From: "David Hildenbrand (Arm)" <david@kernel.org>
To: Gregory Price <gourry@gourry.net>
Cc: linux-cxl@vger.kernel.org, dan.j.williams@intel.com,
dave.jiang@intel.com, jonathan.cameron@huawei.com,
alison.schofield@intel.com, ira.weiny@intel.com,
dave@stgolabs.net, linux-kernel@vger.kernel.org,
kernel-team@meta.com, vishal.l.verma@intel.com,
benjamin.cheatham@amd.com, David Rientjes <rientjes@google.com>
Subject: Re: cxl/region.c improvements and DAX/Hotplug plumbing
Date: Wed, 18 Mar 2026 09:53:05 +0100 [thread overview]
Message-ID: <217b154d-e4d1-4824-b2e3-fea82bc44402@kernel.org> (raw)
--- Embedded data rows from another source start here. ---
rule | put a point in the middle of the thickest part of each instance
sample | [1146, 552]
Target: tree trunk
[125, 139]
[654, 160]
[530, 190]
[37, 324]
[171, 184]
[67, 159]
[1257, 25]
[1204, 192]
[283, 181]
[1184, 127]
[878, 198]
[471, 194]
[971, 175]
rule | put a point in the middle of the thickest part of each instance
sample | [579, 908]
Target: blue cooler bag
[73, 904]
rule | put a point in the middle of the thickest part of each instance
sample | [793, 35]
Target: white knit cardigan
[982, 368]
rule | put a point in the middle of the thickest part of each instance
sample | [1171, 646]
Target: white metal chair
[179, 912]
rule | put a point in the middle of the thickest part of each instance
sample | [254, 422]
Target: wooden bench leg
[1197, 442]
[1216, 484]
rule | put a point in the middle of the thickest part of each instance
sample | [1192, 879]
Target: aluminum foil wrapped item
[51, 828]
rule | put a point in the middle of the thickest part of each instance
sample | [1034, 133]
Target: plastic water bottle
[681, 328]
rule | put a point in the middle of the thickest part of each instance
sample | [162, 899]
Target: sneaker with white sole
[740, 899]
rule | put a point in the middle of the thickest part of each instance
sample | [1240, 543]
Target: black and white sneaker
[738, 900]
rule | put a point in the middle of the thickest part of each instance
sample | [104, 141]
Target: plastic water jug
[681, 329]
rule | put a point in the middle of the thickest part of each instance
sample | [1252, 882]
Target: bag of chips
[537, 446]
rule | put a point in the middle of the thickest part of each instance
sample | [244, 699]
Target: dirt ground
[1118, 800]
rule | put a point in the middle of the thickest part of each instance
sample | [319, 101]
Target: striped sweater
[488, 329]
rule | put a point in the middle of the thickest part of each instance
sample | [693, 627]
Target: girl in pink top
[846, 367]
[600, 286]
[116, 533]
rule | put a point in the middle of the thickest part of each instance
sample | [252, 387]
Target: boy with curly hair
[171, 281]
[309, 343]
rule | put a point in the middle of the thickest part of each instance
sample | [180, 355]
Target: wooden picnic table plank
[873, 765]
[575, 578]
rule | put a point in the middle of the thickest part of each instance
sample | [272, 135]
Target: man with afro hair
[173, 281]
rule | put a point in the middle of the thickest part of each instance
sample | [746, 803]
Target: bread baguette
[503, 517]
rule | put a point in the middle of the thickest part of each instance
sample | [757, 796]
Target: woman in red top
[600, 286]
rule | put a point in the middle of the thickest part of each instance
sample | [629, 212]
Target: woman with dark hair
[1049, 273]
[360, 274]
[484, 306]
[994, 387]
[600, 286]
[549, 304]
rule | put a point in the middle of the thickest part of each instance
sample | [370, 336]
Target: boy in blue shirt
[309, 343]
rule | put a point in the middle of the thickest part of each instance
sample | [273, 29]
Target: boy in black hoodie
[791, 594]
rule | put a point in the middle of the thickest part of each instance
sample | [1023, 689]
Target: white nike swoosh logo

In-Reply-To: <aXLAtVZ_bVwF9nBG@gourry-fedora-PF4VCD3F>
On 1/23/26 01:28, Gregory Price wrote:
> On Thu, Jan 22, 2026 at 11:14:15PM +0100, David Hildenbrand (Red Hat) wrote:
>> Some of that (especially the interaction with core-mm) feels like it would
>> be a good fit to discuss with he wider MM community in one of the bi-weekly
>> mm meeting. (CCing David R.)
>>
>
> There is a Monthly Linux-DAX meeting, and a Monthly Linux-CXL meeting,
> obviously this is a lot of cross-attendance.
>
> Happy to attend additional discussion. I was trying to shore up some of
> the cxl-region plumbing aspects before going wider.
Oh hey, I found an unanswered mail in my inbox :)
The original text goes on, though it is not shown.